Whipple was one of three principal investigators on a National Institutes of Health – Science Education Partnership Award (SEPA) grant, titled Learning Science Through Research. The more than $1.2 million grant extends for five years and was submitted through the New Hampshire Academy of Science (NHAS), where Whipple serves on the board of directors and chairs the education committee.

The NHAS is a nonprofit organization that provides novel research opportunities to middle and high school students, with a particular focus on those from underrepresented populations. With the SEPA grant, the NHAS will expand its after-school and summer research courses at its primary lab in Lyme, N.H., and will develop satellite labs at neighboring schools and museums, including one that provides novel summer research opportunities at Colby-Sawyer. The grant will also be used to bring Colby-Sawyer education students and current teachers into the lab to learn the latest molecular techniques in conjunction with developing curricula based on novel research.

“The SEPA grant provides an ideal opportunity for collaboration between the NHAS and Colby-Sawyer as well as allowing the local teaching community to take part in science and technology research,” said Whipple, who has been teaching at Colby-Sawyer since 2017. “Ultimately, the goal is for middle and high school science classes to become less “cookbook” and instead be geared toward inspiring curiosity and project-based learning. I am thrilled to be building upon our education program to add support for teaching science from a pedagogical approach that embraces and financially supports discovery and investigation-based science at all levels: elementary, middle and high school.”

Whipple was also awarded a $53,842 grant through New Hampshire INBRE (IDeA Network of Biomedical Research Excellence), based on research conducted during the summer 2019 research assistantship course cosponsored by Colby-Sawyer College and NH-INBRE. The grant engages Colby-Sawyer students in novel research looking at the biological impact of the emergent contaminant PFAS (a manmade chemical) on the growth, development and viability in both cell lines and the model organism, C. elegans.
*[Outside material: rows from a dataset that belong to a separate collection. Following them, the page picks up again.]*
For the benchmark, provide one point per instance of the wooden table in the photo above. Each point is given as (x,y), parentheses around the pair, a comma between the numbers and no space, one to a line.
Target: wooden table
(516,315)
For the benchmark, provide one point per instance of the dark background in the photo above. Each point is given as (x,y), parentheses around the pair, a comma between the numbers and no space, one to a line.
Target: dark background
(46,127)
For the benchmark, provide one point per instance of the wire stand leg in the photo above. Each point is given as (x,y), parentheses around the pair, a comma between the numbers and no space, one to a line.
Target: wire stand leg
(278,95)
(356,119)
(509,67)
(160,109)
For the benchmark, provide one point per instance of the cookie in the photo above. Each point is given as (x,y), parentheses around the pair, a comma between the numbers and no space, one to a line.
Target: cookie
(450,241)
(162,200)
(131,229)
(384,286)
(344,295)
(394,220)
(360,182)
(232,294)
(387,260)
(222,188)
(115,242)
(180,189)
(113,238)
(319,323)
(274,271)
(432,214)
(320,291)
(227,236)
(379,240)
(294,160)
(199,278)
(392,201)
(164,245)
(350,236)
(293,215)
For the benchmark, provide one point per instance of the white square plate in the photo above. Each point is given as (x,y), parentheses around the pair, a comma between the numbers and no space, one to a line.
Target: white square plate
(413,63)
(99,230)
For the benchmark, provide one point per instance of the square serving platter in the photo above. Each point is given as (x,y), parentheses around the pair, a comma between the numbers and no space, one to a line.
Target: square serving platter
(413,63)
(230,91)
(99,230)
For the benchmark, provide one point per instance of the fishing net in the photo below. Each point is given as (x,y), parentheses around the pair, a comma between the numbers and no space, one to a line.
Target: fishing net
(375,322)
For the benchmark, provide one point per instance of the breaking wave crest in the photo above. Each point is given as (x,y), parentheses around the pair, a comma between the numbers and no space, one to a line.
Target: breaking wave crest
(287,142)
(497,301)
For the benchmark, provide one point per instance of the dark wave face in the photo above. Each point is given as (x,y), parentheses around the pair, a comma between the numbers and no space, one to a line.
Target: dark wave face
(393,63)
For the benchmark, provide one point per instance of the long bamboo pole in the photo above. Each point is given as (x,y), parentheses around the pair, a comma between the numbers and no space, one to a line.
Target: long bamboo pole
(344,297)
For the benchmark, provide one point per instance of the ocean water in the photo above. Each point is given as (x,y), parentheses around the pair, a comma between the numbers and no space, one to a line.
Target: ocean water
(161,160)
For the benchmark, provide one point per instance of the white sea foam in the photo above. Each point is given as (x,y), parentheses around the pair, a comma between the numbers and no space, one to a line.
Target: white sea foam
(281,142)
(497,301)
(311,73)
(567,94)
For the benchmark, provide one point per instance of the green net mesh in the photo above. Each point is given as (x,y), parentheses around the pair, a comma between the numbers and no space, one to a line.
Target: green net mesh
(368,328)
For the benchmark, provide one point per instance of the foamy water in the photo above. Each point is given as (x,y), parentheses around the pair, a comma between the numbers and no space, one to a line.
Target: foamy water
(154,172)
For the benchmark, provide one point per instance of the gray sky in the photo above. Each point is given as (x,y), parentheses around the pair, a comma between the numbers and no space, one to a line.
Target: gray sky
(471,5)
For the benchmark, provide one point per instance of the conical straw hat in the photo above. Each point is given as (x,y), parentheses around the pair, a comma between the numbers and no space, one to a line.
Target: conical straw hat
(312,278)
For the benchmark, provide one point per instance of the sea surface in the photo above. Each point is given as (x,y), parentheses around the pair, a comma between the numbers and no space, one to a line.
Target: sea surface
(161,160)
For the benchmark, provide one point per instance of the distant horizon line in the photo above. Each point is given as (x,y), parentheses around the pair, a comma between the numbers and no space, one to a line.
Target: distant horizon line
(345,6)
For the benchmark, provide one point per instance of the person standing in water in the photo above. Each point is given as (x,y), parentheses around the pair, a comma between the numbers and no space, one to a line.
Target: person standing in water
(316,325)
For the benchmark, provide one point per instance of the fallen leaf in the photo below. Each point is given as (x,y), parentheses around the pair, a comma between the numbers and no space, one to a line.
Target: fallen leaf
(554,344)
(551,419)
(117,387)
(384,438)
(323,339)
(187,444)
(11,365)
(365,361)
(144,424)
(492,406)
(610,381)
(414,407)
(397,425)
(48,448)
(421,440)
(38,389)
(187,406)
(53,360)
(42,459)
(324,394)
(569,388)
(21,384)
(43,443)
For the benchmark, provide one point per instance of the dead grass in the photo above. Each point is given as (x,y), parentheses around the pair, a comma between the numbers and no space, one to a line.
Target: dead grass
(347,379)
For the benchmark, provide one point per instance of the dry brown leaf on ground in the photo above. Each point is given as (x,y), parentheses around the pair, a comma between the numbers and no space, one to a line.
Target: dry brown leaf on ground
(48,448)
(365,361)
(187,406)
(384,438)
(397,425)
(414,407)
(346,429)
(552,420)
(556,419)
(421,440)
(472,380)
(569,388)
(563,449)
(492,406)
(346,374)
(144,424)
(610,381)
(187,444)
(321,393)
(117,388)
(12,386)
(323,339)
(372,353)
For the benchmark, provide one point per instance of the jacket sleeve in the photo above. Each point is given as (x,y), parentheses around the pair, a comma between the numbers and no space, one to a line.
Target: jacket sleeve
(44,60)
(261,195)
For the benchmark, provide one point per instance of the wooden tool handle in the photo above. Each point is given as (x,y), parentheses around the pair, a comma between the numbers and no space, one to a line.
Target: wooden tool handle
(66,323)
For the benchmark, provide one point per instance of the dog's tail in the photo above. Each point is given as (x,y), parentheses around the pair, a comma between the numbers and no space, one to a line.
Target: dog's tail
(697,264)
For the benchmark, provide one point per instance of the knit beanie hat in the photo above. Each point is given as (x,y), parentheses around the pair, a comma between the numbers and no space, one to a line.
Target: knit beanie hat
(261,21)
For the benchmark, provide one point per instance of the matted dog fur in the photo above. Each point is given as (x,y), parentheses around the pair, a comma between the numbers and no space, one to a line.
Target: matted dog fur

“The INBRE grant will support Colby-Sawyer students as they present their work at conferences, network with fellow scientists, and co-author scientific publications,” Whipple said. “I am excited to have received these grants and have already hit the ground running. Authentic research is the best avenue for engaging students and providing them with opportunities to master molecular techniques and strengthen their problem-solving skills.”